Et il tendit sa main gauche, à l’annulaire de laquelle il avait passé le joyau. Mais au premier coup d’œil, ce n’était plus un anneau d’or. C’était une bague de fer bruni. Et comme dom Jérôme lui en témoignait sa surprise :
– Le meilleur moyen de ne jamais la perdre, dit-il, était de la mettre à mon doigt. Seulement, un pauvre diable comme moi, ayant un anneau d’or, eût attiré l’attention et éveillé la curiosité. Je l’ai laissée noircir dans ma forge et une couche de fumée couvre les armoiries.
Dom Jérôme fit un signe de tête pour approuver ce qu’avait fait Dagobert.
– Maintenant, lui dit-il, tu m’as entendu et compris, n’est-ce pas ?
– Oui, monseigneur.
– Dans un mois au plus tard, nous nous mettrons en route.
– Oui, monseigneur.
– Et d’ici-là veille sur Jeanne.
– Oh ! comptez sur moi.
Et l’œil de Dagobert eut un éclair de dévouement et de fidélité. Le forgeron s’en alla.
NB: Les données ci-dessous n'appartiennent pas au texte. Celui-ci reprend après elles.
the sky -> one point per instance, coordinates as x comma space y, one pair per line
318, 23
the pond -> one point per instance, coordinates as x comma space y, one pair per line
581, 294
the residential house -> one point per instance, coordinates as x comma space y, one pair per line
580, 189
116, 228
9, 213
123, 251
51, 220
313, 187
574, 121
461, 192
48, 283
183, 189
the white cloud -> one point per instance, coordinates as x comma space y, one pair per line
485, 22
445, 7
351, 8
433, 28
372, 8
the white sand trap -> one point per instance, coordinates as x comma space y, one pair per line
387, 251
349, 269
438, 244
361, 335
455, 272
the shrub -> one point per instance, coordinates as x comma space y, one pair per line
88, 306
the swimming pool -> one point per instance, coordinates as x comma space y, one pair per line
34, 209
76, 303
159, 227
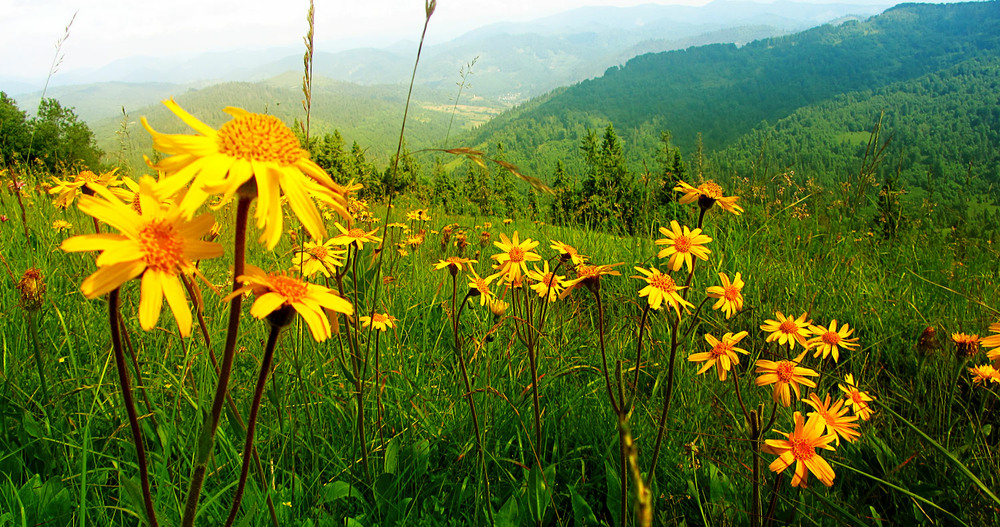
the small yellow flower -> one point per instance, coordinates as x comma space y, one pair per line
799, 447
784, 374
723, 354
682, 246
729, 294
829, 341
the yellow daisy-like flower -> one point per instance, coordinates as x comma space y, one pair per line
545, 283
482, 286
829, 341
784, 374
723, 354
86, 182
835, 418
590, 276
355, 235
799, 447
966, 346
381, 321
730, 294
315, 258
984, 373
682, 246
257, 153
568, 252
787, 330
274, 290
157, 244
707, 194
454, 264
513, 261
856, 399
661, 288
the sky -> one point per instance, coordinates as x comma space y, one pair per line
106, 30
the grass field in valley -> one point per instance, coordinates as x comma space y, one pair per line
927, 455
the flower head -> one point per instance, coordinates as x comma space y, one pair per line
828, 341
253, 154
682, 245
661, 288
722, 355
513, 261
707, 194
835, 418
784, 374
729, 294
856, 399
787, 330
799, 447
157, 244
381, 321
275, 290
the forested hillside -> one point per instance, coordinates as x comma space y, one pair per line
719, 93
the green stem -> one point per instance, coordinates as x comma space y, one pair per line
248, 446
133, 419
207, 439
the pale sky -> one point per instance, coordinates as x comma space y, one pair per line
106, 30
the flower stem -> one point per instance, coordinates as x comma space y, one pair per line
133, 419
207, 439
248, 446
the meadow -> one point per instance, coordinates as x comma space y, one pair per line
256, 345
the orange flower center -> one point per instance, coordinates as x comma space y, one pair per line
784, 371
264, 138
682, 244
162, 246
663, 282
731, 293
292, 289
831, 338
802, 449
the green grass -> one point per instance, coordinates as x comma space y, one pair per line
71, 462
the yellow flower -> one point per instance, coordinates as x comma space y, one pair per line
707, 194
318, 258
516, 254
257, 153
546, 284
274, 290
355, 235
787, 330
682, 244
984, 373
661, 288
86, 182
482, 287
966, 346
590, 276
835, 418
568, 252
829, 341
799, 447
729, 294
784, 374
454, 264
381, 321
157, 244
856, 399
723, 354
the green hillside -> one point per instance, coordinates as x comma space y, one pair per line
723, 92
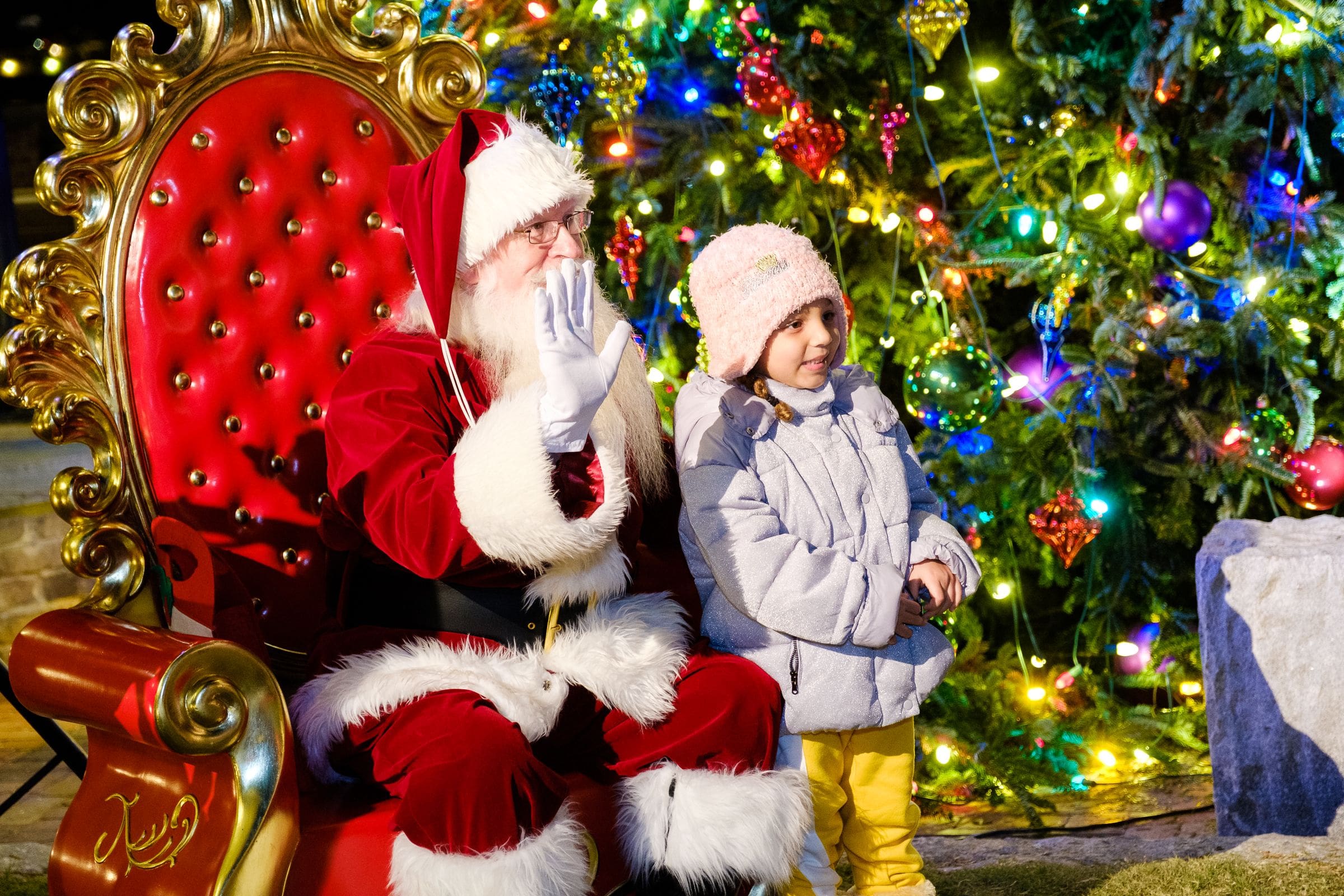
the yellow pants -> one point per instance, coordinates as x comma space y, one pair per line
862, 800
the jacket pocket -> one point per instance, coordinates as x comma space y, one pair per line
795, 665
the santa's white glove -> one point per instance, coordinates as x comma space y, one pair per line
577, 376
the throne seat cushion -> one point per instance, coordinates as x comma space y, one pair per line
261, 255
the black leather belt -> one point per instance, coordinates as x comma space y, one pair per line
395, 598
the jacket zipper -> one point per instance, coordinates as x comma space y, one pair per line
795, 662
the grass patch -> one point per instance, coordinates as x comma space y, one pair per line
1211, 876
24, 884
1030, 879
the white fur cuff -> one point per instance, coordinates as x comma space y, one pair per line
503, 487
716, 828
554, 863
375, 683
628, 654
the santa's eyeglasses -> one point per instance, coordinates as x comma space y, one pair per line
546, 231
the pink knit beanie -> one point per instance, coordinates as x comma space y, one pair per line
746, 282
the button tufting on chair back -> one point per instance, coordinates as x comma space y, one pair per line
263, 254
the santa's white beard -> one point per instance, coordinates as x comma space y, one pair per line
496, 325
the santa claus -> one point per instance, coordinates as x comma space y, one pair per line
503, 489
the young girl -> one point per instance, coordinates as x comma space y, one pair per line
808, 524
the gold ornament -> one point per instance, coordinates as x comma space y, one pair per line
620, 81
935, 23
1063, 119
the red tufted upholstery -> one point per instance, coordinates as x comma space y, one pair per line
237, 319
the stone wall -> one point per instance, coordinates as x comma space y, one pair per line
32, 578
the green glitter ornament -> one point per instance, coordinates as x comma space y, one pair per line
736, 25
1271, 433
953, 388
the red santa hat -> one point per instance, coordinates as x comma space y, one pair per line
492, 175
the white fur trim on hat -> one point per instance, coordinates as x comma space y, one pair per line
714, 828
553, 863
512, 180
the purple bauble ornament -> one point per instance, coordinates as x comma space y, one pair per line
1184, 221
1027, 362
1143, 637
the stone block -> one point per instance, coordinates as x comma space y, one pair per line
1271, 622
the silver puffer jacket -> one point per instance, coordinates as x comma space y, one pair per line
800, 536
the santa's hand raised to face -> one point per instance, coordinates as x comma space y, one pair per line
576, 375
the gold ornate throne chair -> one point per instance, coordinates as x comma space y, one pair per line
232, 249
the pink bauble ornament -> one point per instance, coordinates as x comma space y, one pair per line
1320, 474
1027, 362
1184, 218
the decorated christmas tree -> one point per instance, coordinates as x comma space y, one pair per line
1093, 251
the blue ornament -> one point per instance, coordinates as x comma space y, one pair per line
440, 16
1228, 300
1052, 323
558, 93
969, 444
432, 16
1174, 291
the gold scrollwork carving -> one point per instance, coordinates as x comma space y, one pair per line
395, 31
218, 698
156, 847
66, 361
66, 358
437, 80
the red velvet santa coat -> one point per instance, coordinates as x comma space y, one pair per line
489, 507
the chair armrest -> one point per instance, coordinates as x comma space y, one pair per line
167, 712
97, 671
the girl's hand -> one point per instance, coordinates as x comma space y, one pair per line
941, 582
908, 614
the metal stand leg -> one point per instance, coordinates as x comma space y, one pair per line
68, 752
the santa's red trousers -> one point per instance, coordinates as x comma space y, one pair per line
471, 782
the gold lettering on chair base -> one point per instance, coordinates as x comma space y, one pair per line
156, 847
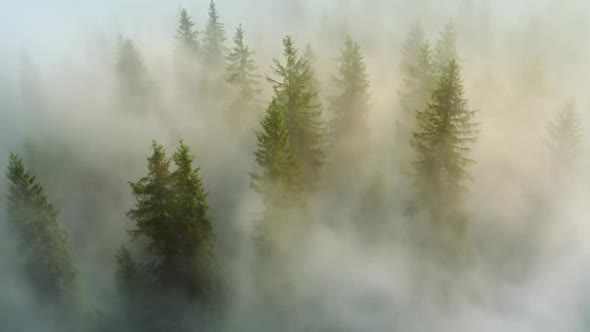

Comme il arrivait à la grille du couvent, le frère portier lui dit :
– On a besoin de toi, Dagobert.
– Où cela ?
– À la forge.
Le cœur de Dagobert se prit à battre.
Quand il fut hors du couvent, il vit un cheval attaché à la devanture de la forge.
Un homme était auprès.
Dagobert reconnut Benoît le bossu et le cheval de Lucien.
Alors, la haine au front, il entra brusquement dans la forge.
Lucien était assis auprès de Jeanne rougissante.